“Parlons d’autre chose: sur la question d’art on ne s’entend jamais.”
When we were excited Marshall and I always dropped into French.
“And now tell me,” he said, “about this duel.”
I could not bring myself to admit, even to Marshall, that I was willing to shoot a man for the sake of the notoriety it would bring me, not because I feared in him any revolt of conscience, but because I dreaded his sneers; he was known to all Paris, I was an obscure something, living in an obscure lodging in London. Had Marshall suspected the truth he would have said pityingly, “My dear Dayne, how can you be so foolish? why will you not be contented to live?” etc.... Such homilies would have been maddening; he was successful, I was not; I knew there was not much in him, un feu de paille, no more, but what would I not have done and given for that feu de paille? So I was obliged to conceal my real motives for desiring a duel, and I spoke strenuously of the gravity of the insult and the necessity of retribution. But Marshall was obdurate. “Insult?” he said. “He hit you with his hand, you hit him with the champagne bottle; you can’t have him out after that, there is nothing to avenge, you wiped out the insult yourself; if you had not struck him with the champagne bottle the case would be different.”

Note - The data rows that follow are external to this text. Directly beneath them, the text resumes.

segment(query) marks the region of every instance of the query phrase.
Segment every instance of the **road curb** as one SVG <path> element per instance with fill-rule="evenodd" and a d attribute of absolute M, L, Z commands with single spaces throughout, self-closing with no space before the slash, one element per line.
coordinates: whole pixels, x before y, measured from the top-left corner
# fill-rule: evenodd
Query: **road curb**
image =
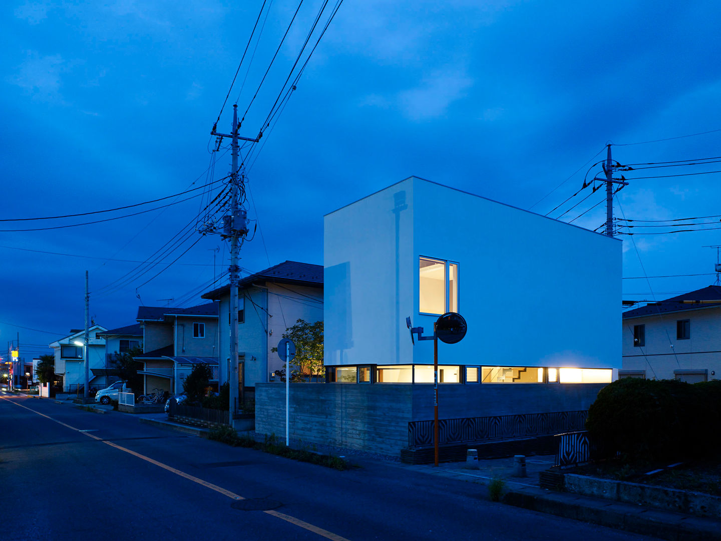
<path fill-rule="evenodd" d="M 94 406 L 88 405 L 87 404 L 74 404 L 74 408 L 77 408 L 79 410 L 84 410 L 84 411 L 89 411 L 91 413 L 100 413 L 102 415 L 105 415 L 107 413 L 107 410 L 102 410 L 99 408 L 95 408 Z"/>
<path fill-rule="evenodd" d="M 183 432 L 187 434 L 198 436 L 201 438 L 207 438 L 208 433 L 209 431 L 207 428 L 198 428 L 195 426 L 186 426 L 185 425 L 179 425 L 175 423 L 170 423 L 167 421 L 161 421 L 160 419 L 146 419 L 141 418 L 138 421 L 141 423 L 145 423 L 146 424 L 162 426 L 164 428 L 174 430 L 176 432 Z"/>
<path fill-rule="evenodd" d="M 721 521 L 541 488 L 508 492 L 503 503 L 670 541 L 721 541 Z"/>

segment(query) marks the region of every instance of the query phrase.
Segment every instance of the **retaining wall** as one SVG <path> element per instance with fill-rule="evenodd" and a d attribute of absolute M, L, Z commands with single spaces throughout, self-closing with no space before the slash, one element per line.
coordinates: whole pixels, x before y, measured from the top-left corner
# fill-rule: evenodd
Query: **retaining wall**
<path fill-rule="evenodd" d="M 433 418 L 432 384 L 291 383 L 290 435 L 397 456 L 408 423 Z M 443 384 L 439 418 L 587 410 L 603 384 Z M 255 431 L 286 434 L 286 385 L 255 386 Z"/>

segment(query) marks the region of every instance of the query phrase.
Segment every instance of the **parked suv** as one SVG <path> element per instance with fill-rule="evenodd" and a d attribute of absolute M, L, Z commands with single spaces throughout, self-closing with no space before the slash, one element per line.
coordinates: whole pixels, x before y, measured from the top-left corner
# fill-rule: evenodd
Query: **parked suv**
<path fill-rule="evenodd" d="M 106 389 L 101 389 L 95 395 L 95 402 L 101 404 L 110 404 L 110 400 L 118 400 L 119 392 L 128 392 L 127 382 L 115 382 Z"/>

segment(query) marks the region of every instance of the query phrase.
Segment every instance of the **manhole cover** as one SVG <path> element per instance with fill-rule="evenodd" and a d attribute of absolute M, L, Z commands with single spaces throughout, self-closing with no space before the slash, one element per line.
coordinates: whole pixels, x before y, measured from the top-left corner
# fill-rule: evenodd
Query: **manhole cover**
<path fill-rule="evenodd" d="M 245 500 L 236 500 L 230 506 L 240 511 L 270 511 L 277 509 L 282 506 L 280 501 L 268 500 L 265 498 L 249 498 Z"/>

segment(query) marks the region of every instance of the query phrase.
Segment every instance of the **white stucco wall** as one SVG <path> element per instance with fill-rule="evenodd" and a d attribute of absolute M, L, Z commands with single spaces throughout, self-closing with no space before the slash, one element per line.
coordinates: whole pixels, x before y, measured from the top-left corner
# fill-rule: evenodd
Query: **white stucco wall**
<path fill-rule="evenodd" d="M 408 206 L 397 223 L 395 194 Z M 414 178 L 324 225 L 327 364 L 433 363 L 433 342 L 412 346 L 404 321 L 433 333 L 418 309 L 427 256 L 459 263 L 469 329 L 440 363 L 620 366 L 617 239 Z"/>
<path fill-rule="evenodd" d="M 691 338 L 676 339 L 676 322 L 691 320 Z M 645 346 L 634 347 L 634 325 L 645 325 Z M 642 371 L 650 379 L 673 379 L 678 370 L 707 370 L 721 379 L 721 308 L 676 312 L 623 320 L 623 370 Z M 673 347 L 672 347 L 673 346 Z M 712 374 L 713 372 L 713 374 Z"/>

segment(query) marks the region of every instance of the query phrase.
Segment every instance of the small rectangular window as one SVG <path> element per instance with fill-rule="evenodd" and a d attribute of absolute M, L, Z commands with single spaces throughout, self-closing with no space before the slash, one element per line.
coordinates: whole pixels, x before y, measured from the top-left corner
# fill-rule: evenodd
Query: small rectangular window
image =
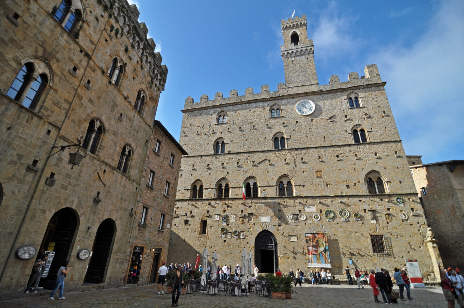
<path fill-rule="evenodd" d="M 372 244 L 372 251 L 374 253 L 387 253 L 383 235 L 371 234 L 371 244 Z"/>
<path fill-rule="evenodd" d="M 142 210 L 142 216 L 140 218 L 140 223 L 145 225 L 147 223 L 147 213 L 148 212 L 148 208 L 143 207 Z"/>
<path fill-rule="evenodd" d="M 155 171 L 150 170 L 150 174 L 148 176 L 148 182 L 147 185 L 150 187 L 153 187 L 153 178 L 155 177 Z"/>
<path fill-rule="evenodd" d="M 169 195 L 169 187 L 171 186 L 171 183 L 166 181 L 166 188 L 164 190 L 164 194 L 166 196 Z"/>
<path fill-rule="evenodd" d="M 156 144 L 155 146 L 155 151 L 160 154 L 160 148 L 161 148 L 161 141 L 158 140 L 156 140 Z"/>
<path fill-rule="evenodd" d="M 161 218 L 160 218 L 160 226 L 159 229 L 161 230 L 164 230 L 164 219 L 166 218 L 166 215 L 164 214 L 161 214 Z"/>
<path fill-rule="evenodd" d="M 207 220 L 201 220 L 200 223 L 200 234 L 206 234 L 206 227 L 207 225 Z"/>

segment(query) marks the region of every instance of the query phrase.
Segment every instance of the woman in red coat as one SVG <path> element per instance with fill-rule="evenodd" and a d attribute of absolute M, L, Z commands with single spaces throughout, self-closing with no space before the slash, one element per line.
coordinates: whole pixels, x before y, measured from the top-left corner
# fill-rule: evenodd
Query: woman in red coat
<path fill-rule="evenodd" d="M 374 302 L 380 302 L 380 301 L 377 298 L 379 295 L 379 287 L 375 283 L 375 276 L 374 273 L 375 272 L 374 270 L 371 270 L 371 275 L 369 276 L 369 282 L 370 282 L 371 288 L 374 292 Z"/>

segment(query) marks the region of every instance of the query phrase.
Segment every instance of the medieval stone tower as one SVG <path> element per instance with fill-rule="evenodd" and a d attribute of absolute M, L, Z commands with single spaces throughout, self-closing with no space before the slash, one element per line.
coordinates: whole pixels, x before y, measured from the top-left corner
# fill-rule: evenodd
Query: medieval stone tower
<path fill-rule="evenodd" d="M 350 259 L 390 269 L 417 259 L 425 279 L 436 280 L 439 256 L 425 242 L 425 218 L 377 66 L 319 85 L 305 15 L 281 27 L 286 83 L 277 91 L 264 85 L 186 100 L 180 143 L 189 154 L 168 259 L 194 262 L 206 247 L 234 265 L 245 248 L 262 273 L 310 266 L 337 276 Z M 307 242 L 318 235 L 326 244 L 311 259 Z"/>

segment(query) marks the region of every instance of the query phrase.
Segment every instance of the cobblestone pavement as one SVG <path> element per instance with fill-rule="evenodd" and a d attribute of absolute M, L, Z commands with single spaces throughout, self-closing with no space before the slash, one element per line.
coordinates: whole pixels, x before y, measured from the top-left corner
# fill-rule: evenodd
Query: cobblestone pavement
<path fill-rule="evenodd" d="M 398 287 L 395 289 L 398 291 Z M 381 307 L 383 303 L 374 302 L 372 289 L 366 287 L 358 290 L 354 286 L 311 285 L 294 288 L 291 300 L 273 300 L 268 297 L 257 296 L 254 294 L 241 297 L 209 295 L 205 294 L 187 294 L 180 295 L 180 307 Z M 88 291 L 75 293 L 64 293 L 66 299 L 58 300 L 58 292 L 55 300 L 49 300 L 47 296 L 37 296 L 38 294 L 26 298 L 0 302 L 2 307 L 85 307 L 106 308 L 114 307 L 168 307 L 171 306 L 170 295 L 157 295 L 157 285 L 139 287 L 128 287 L 118 289 Z M 46 291 L 48 294 L 49 291 Z M 43 294 L 45 291 L 42 291 Z M 42 293 L 42 292 L 41 292 Z M 406 295 L 406 291 L 405 291 Z M 440 288 L 412 289 L 411 301 L 398 300 L 398 305 L 412 307 L 446 307 L 446 301 Z M 381 295 L 379 299 L 381 300 Z M 395 305 L 393 304 L 393 305 Z M 251 305 L 251 306 L 250 306 Z"/>

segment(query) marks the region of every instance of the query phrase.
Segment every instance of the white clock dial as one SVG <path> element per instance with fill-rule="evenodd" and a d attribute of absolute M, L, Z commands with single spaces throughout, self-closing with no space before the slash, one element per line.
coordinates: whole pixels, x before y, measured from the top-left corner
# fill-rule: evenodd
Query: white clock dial
<path fill-rule="evenodd" d="M 308 99 L 300 101 L 295 106 L 296 112 L 303 116 L 310 115 L 314 112 L 316 109 L 314 103 Z"/>

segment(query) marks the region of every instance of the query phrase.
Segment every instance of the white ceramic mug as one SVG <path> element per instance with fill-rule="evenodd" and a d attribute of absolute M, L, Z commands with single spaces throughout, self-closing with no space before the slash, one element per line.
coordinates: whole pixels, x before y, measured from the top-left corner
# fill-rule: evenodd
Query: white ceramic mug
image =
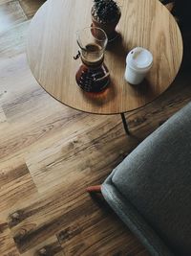
<path fill-rule="evenodd" d="M 141 47 L 134 48 L 126 58 L 125 80 L 131 84 L 140 83 L 153 64 L 152 54 Z"/>

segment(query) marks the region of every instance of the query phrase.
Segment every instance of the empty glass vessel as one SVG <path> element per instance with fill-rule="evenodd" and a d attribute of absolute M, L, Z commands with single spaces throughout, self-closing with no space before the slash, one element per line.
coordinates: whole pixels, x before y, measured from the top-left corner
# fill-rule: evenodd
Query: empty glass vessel
<path fill-rule="evenodd" d="M 110 81 L 110 74 L 103 63 L 107 35 L 99 28 L 84 28 L 77 32 L 82 64 L 76 75 L 77 84 L 87 92 L 100 92 Z"/>

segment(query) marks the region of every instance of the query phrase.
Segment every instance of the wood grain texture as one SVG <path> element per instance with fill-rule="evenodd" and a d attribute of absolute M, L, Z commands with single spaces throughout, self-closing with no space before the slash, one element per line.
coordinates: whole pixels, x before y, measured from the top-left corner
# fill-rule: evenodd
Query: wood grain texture
<path fill-rule="evenodd" d="M 33 0 L 22 2 L 29 7 L 26 13 L 35 12 Z M 118 115 L 76 111 L 49 96 L 27 64 L 30 22 L 21 6 L 0 0 L 0 10 L 1 20 L 8 22 L 0 34 L 0 255 L 148 256 L 86 187 L 103 182 L 148 134 L 190 102 L 190 71 L 180 70 L 163 95 L 126 114 L 132 131 L 127 137 Z"/>
<path fill-rule="evenodd" d="M 108 45 L 105 53 L 111 84 L 98 95 L 84 93 L 76 85 L 80 60 L 73 58 L 77 53 L 75 32 L 91 25 L 92 1 L 49 0 L 33 17 L 27 46 L 29 63 L 39 84 L 61 103 L 91 113 L 126 112 L 156 99 L 175 79 L 182 40 L 174 17 L 158 0 L 119 4 L 121 38 Z M 124 81 L 125 58 L 136 46 L 149 49 L 154 56 L 154 65 L 139 87 Z"/>

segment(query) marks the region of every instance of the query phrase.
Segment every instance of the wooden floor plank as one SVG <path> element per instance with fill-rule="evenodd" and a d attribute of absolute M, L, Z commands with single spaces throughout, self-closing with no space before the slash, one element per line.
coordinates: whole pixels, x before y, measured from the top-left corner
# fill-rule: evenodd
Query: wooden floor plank
<path fill-rule="evenodd" d="M 50 239 L 43 241 L 37 246 L 25 252 L 22 256 L 65 256 L 63 253 L 63 248 L 57 241 L 56 236 L 53 236 Z"/>
<path fill-rule="evenodd" d="M 191 99 L 181 71 L 158 100 L 119 115 L 71 109 L 32 77 L 25 55 L 30 20 L 44 1 L 0 0 L 0 255 L 146 256 L 100 199 L 101 183 L 148 134 Z"/>
<path fill-rule="evenodd" d="M 11 1 L 0 5 L 0 36 L 12 26 L 27 20 L 18 1 Z"/>
<path fill-rule="evenodd" d="M 16 244 L 10 234 L 7 222 L 0 220 L 0 255 L 2 256 L 19 256 L 20 253 L 16 248 Z"/>
<path fill-rule="evenodd" d="M 19 0 L 20 5 L 28 18 L 32 17 L 45 1 L 46 0 Z"/>

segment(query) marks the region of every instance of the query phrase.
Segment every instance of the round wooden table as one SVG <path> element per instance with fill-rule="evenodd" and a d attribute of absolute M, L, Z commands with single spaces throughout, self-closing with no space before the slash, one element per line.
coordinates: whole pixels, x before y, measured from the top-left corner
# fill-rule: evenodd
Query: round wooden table
<path fill-rule="evenodd" d="M 121 114 L 125 122 L 125 112 L 152 102 L 172 83 L 182 58 L 182 39 L 174 17 L 159 0 L 118 2 L 120 36 L 105 52 L 111 83 L 103 93 L 86 93 L 75 81 L 81 63 L 74 59 L 78 51 L 75 33 L 91 25 L 92 0 L 48 0 L 32 20 L 27 55 L 33 76 L 53 98 L 85 112 Z M 145 81 L 133 86 L 124 80 L 125 58 L 137 46 L 151 51 L 154 64 Z"/>

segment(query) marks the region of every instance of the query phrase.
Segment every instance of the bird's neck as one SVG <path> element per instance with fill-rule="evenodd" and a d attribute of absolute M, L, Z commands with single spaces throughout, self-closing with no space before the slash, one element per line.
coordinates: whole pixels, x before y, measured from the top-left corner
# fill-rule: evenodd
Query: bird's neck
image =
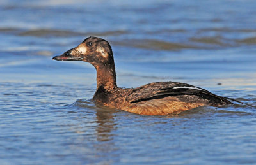
<path fill-rule="evenodd" d="M 116 88 L 115 65 L 100 64 L 95 66 L 97 71 L 97 92 L 105 90 L 111 92 Z"/>

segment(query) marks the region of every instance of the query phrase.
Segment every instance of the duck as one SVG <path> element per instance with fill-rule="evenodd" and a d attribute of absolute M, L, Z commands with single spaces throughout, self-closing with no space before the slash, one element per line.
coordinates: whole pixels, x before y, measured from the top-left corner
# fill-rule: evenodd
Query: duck
<path fill-rule="evenodd" d="M 172 81 L 153 82 L 136 88 L 118 87 L 111 47 L 108 41 L 98 37 L 86 38 L 52 60 L 92 64 L 97 71 L 93 100 L 108 108 L 139 115 L 177 115 L 200 106 L 220 107 L 236 101 L 200 87 Z"/>

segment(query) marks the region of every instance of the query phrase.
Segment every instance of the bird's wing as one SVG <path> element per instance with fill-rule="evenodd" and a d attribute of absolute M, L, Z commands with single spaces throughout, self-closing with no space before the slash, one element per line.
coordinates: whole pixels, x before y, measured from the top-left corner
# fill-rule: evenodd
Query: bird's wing
<path fill-rule="evenodd" d="M 200 100 L 203 102 L 212 102 L 213 105 L 233 104 L 229 101 L 233 99 L 217 96 L 191 85 L 173 82 L 152 83 L 134 89 L 126 97 L 126 100 L 130 103 L 138 103 L 168 96 L 175 97 L 182 101 L 191 103 Z"/>

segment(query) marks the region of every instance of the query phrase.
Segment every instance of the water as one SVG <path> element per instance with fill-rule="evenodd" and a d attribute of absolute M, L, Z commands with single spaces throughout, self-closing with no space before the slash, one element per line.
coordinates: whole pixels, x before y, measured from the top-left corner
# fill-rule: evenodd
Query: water
<path fill-rule="evenodd" d="M 0 164 L 256 164 L 255 7 L 2 1 Z M 182 82 L 244 104 L 159 117 L 95 104 L 94 68 L 51 61 L 90 35 L 112 45 L 119 87 Z"/>

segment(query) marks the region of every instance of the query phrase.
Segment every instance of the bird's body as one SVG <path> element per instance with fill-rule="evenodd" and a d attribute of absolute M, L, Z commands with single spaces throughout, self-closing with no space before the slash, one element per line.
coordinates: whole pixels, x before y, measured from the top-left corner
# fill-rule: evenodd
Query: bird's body
<path fill-rule="evenodd" d="M 161 82 L 131 89 L 118 88 L 113 52 L 108 41 L 86 38 L 77 47 L 52 59 L 83 61 L 97 70 L 97 89 L 93 100 L 104 106 L 148 115 L 177 114 L 202 106 L 232 104 L 228 99 L 189 84 Z"/>

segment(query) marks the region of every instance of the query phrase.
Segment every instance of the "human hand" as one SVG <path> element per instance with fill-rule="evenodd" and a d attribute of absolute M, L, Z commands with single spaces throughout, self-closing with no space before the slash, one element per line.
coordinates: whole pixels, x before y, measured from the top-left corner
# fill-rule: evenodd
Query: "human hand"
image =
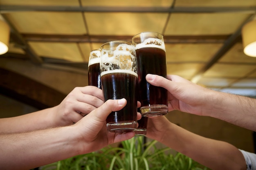
<path fill-rule="evenodd" d="M 211 103 L 207 96 L 212 90 L 174 75 L 167 75 L 167 79 L 153 74 L 146 76 L 150 84 L 166 89 L 168 93 L 168 110 L 178 110 L 191 113 L 202 115 Z M 204 109 L 204 108 L 205 108 Z"/>
<path fill-rule="evenodd" d="M 106 120 L 108 115 L 112 111 L 121 110 L 126 103 L 126 100 L 124 98 L 109 100 L 72 126 L 74 127 L 74 134 L 77 136 L 78 143 L 82 145 L 79 148 L 81 148 L 80 154 L 92 152 L 135 136 L 133 131 L 114 133 L 107 131 Z M 137 116 L 138 120 L 141 118 L 141 115 L 139 113 Z"/>
<path fill-rule="evenodd" d="M 76 87 L 61 102 L 54 108 L 52 114 L 56 126 L 76 122 L 103 103 L 102 91 L 92 86 Z"/>

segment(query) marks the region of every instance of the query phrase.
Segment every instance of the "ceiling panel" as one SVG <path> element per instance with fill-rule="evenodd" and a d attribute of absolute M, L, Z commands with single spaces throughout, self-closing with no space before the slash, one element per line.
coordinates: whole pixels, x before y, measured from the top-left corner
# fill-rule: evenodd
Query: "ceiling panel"
<path fill-rule="evenodd" d="M 256 57 L 245 55 L 243 52 L 242 42 L 239 42 L 236 43 L 218 62 L 254 63 L 256 64 Z"/>
<path fill-rule="evenodd" d="M 90 52 L 92 50 L 91 49 L 90 44 L 89 43 L 79 43 L 79 45 L 83 56 L 84 56 L 83 61 L 88 63 Z"/>
<path fill-rule="evenodd" d="M 21 33 L 86 33 L 81 13 L 19 12 L 7 14 L 6 16 Z"/>
<path fill-rule="evenodd" d="M 10 5 L 79 6 L 79 0 L 1 0 L 1 4 Z"/>
<path fill-rule="evenodd" d="M 203 77 L 198 83 L 207 87 L 227 87 L 236 80 L 236 78 Z"/>
<path fill-rule="evenodd" d="M 256 5 L 255 0 L 177 0 L 175 7 L 248 7 Z"/>
<path fill-rule="evenodd" d="M 248 76 L 248 77 L 253 78 L 256 78 L 256 68 L 254 70 L 254 72 Z M 255 85 L 256 86 L 256 85 Z"/>
<path fill-rule="evenodd" d="M 232 87 L 242 87 L 244 88 L 245 87 L 255 87 L 256 85 L 256 78 L 244 78 L 238 81 L 236 83 L 234 83 Z"/>
<path fill-rule="evenodd" d="M 165 44 L 167 62 L 207 62 L 221 47 L 220 44 Z"/>
<path fill-rule="evenodd" d="M 203 65 L 200 63 L 168 63 L 167 74 L 178 75 L 190 79 Z"/>
<path fill-rule="evenodd" d="M 173 13 L 164 35 L 231 34 L 249 16 L 242 13 Z"/>
<path fill-rule="evenodd" d="M 112 0 L 81 0 L 83 6 L 100 7 L 169 7 L 171 5 L 173 0 L 137 0 L 120 1 Z"/>
<path fill-rule="evenodd" d="M 85 15 L 91 35 L 134 35 L 144 31 L 161 33 L 168 14 L 92 12 Z"/>
<path fill-rule="evenodd" d="M 17 46 L 15 43 L 11 43 L 9 45 L 8 52 L 17 54 L 25 54 L 25 52 L 20 47 Z"/>
<path fill-rule="evenodd" d="M 76 43 L 30 42 L 29 44 L 38 55 L 73 62 L 83 62 Z"/>
<path fill-rule="evenodd" d="M 256 68 L 256 65 L 254 65 L 217 63 L 206 71 L 204 76 L 229 78 L 243 77 Z"/>
<path fill-rule="evenodd" d="M 101 45 L 103 44 L 103 43 L 92 43 L 92 48 L 91 50 L 95 50 L 98 48 L 100 48 Z"/>

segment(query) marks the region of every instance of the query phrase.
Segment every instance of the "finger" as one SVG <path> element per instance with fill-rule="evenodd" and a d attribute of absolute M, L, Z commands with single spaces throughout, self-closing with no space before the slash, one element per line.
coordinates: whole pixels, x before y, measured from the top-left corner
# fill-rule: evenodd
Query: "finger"
<path fill-rule="evenodd" d="M 102 105 L 103 103 L 101 100 L 100 101 L 95 102 L 94 104 L 91 101 L 77 102 L 74 106 L 74 109 L 79 113 L 81 112 L 85 114 L 88 114 Z"/>
<path fill-rule="evenodd" d="M 138 101 L 137 102 L 137 107 L 140 107 L 141 106 L 141 103 Z"/>
<path fill-rule="evenodd" d="M 139 120 L 141 118 L 141 114 L 140 113 L 137 112 L 137 120 Z"/>
<path fill-rule="evenodd" d="M 84 94 L 94 96 L 103 100 L 103 94 L 101 89 L 93 86 L 87 86 L 80 88 L 81 92 Z"/>
<path fill-rule="evenodd" d="M 81 114 L 76 112 L 72 114 L 72 120 L 73 122 L 76 123 L 84 117 Z"/>
<path fill-rule="evenodd" d="M 156 86 L 159 86 L 168 89 L 170 87 L 171 81 L 162 76 L 155 74 L 148 74 L 146 77 L 146 80 L 150 84 Z"/>
<path fill-rule="evenodd" d="M 103 100 L 97 97 L 88 94 L 82 94 L 78 95 L 77 100 L 78 101 L 91 105 L 98 108 L 101 106 L 103 103 Z"/>
<path fill-rule="evenodd" d="M 125 98 L 108 100 L 101 107 L 92 111 L 89 115 L 93 114 L 95 119 L 97 121 L 105 121 L 111 112 L 121 109 L 126 103 L 127 101 Z"/>

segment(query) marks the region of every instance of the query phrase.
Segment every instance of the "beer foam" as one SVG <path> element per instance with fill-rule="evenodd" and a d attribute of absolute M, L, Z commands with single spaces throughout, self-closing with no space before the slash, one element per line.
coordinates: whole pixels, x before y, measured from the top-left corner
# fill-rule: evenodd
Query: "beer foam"
<path fill-rule="evenodd" d="M 100 61 L 101 59 L 99 57 L 95 58 L 94 59 L 90 59 L 89 60 L 88 67 L 94 64 L 100 63 Z"/>
<path fill-rule="evenodd" d="M 160 48 L 166 51 L 164 41 L 158 38 L 149 38 L 145 39 L 143 42 L 136 44 L 135 48 L 136 50 L 137 50 L 147 47 Z"/>
<path fill-rule="evenodd" d="M 132 74 L 137 77 L 138 77 L 138 74 L 135 73 L 133 71 L 129 70 L 121 70 L 121 69 L 116 69 L 112 70 L 106 71 L 101 73 L 101 77 L 107 74 L 113 74 L 113 73 L 125 73 L 128 74 Z"/>
<path fill-rule="evenodd" d="M 119 44 L 114 50 L 102 49 L 101 55 L 101 72 L 115 69 L 137 72 L 137 60 L 134 46 Z"/>

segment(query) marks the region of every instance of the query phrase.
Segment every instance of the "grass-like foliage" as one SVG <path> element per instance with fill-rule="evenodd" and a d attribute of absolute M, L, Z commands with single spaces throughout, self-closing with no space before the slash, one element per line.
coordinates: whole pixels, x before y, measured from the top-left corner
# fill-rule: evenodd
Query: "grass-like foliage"
<path fill-rule="evenodd" d="M 42 170 L 209 170 L 169 148 L 158 149 L 156 141 L 144 144 L 143 137 L 108 146 L 97 152 L 77 155 L 41 167 Z"/>

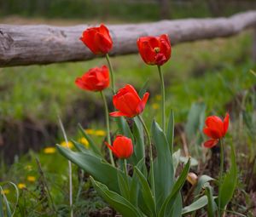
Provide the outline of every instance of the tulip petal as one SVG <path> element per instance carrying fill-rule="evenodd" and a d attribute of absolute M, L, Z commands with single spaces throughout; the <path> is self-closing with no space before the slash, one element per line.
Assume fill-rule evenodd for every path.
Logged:
<path fill-rule="evenodd" d="M 219 139 L 222 137 L 221 132 L 219 132 L 219 130 L 215 130 L 214 128 L 205 128 L 203 132 L 206 135 L 212 139 Z"/>
<path fill-rule="evenodd" d="M 125 116 L 125 117 L 131 117 L 127 116 L 127 114 L 122 112 L 122 111 L 113 111 L 109 113 L 110 116 L 112 117 L 121 117 L 121 116 Z"/>
<path fill-rule="evenodd" d="M 216 146 L 218 144 L 218 140 L 214 140 L 214 139 L 213 140 L 207 140 L 204 143 L 204 146 L 206 148 L 212 148 L 214 146 Z"/>
<path fill-rule="evenodd" d="M 230 114 L 226 113 L 226 116 L 224 119 L 224 134 L 223 134 L 223 136 L 224 136 L 228 131 L 229 123 L 230 123 Z"/>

We went out to dine, we went to the theatre, and after the theatre we went home and aestheticised till three in the morning. I spoke no more of the duel, I was sick of it; luck, I saw, was against me, and I let Marshall have his way. He showed his usual tact, a letter was drawn up in which my friend withdrew the blow of his hand, I withdrew the blow of the bottle, and the letter was signed by Marshall and two other gentlemen.
Hypocritical reader, you draw your purity garments round you, you say, “How very base;” but I say unto you remember how often you have longed, if you are a soldier in her Majesty’s army, for war,—war that would bring every form of sorrow to a million fellow-creatures, and you longed for all this to happen, because it might bring your name into the Gazette. Hypocritical reader, think not too hardly of me; hypocritical reader, think what you like of me, your hypocrisy will alter nothing; in telling you of my vices I am only telling you of your own; hypocritical reader, in showing you my soul I am showing you your own; hypocritical reader, exquisitely hypocritical reader, you are my brother, I salute you.
Day passed over day: I lived in that horrible lodging; I continued to labour at my novel; it seemed an impossible task—defeat glared at me from every corner of that frouzy room. My English was so bad, so thin,—stupid colloquialisms out of joint with French idiom. I learnt unusual words and stuck them up here and there; they did not mend the style. Self-reliance had been lost in past failures; I was weighed down on every side, but I struggled to bring the book somehow to a close.